Today Foreman-Mackey and I arrived in Tübingen to work with Schölkopf. On arrival, we got Dun Wang on the phone, because our trip to MPI-IS is designed to make huge progress on Wang's recalibration of the Kepler satellite detector pixels, using the variations that are found in common across stars. The way Schölkopf likes to say it is that we are capitalizing on the causal structure of the problem: If stars (or, really, pixels illuminated by stars) co-vary it must be because of the telescope, since the stars are causally disconnected. The goal of our work on this is to increase the sensitivity of the satellite to exoplanet transits.
We opened the day with two questions: The first was about why, despite this causal argument, we seem to be able to over-fit or fit out stellar variability. We are being careful with the data (using a train-and-test framework) to ensure that no information about the short-term variability of the star near any putative transit is leaking into the training of the predictive model. My position is that it is because our set of prediction stars might span the full basis of anything a star can do. We are using thousands of stars as features!

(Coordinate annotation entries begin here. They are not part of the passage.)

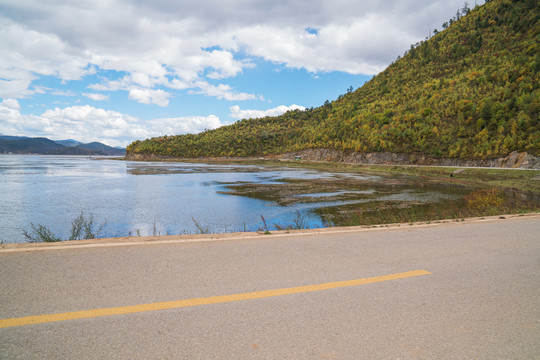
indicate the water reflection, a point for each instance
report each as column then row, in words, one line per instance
column 168, row 198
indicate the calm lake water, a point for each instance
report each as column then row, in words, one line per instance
column 138, row 197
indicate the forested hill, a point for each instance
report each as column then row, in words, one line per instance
column 470, row 91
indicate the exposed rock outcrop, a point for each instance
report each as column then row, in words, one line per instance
column 513, row 160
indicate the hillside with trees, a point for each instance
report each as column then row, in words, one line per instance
column 471, row 91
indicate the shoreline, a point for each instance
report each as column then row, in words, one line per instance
column 514, row 160
column 238, row 236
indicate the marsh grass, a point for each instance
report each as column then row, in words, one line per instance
column 483, row 202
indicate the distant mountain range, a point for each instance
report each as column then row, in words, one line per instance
column 27, row 145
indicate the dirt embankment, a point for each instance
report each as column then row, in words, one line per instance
column 514, row 160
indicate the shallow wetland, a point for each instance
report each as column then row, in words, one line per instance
column 160, row 198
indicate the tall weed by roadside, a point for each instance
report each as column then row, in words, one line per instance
column 83, row 228
column 485, row 201
column 40, row 233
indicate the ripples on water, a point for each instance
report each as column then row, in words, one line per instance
column 132, row 196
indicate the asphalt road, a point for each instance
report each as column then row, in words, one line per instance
column 479, row 297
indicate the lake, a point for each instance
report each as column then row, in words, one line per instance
column 143, row 198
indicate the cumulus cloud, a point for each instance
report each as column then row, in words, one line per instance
column 237, row 113
column 96, row 97
column 149, row 96
column 87, row 124
column 182, row 44
column 222, row 91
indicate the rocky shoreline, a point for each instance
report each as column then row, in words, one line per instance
column 514, row 160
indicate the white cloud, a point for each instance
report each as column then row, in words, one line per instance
column 162, row 43
column 148, row 96
column 237, row 113
column 222, row 91
column 96, row 97
column 87, row 124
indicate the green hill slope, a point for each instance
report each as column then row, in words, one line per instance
column 471, row 91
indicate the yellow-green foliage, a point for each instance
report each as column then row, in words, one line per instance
column 484, row 200
column 471, row 91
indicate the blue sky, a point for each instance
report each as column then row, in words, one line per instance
column 120, row 70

The second question was about why, in our residuals, there seems to be some trace of the spacecraft variability. We don't know that for sure, but just at an intuitive visual level it looks like the fitting process is not only not removing the spacecraft, but actually increasing the calibration "noise". We started Wang on tests of various hypotheses, and put Foreman-Mackey on trying models that are far more flexible than Wang's purely linear model.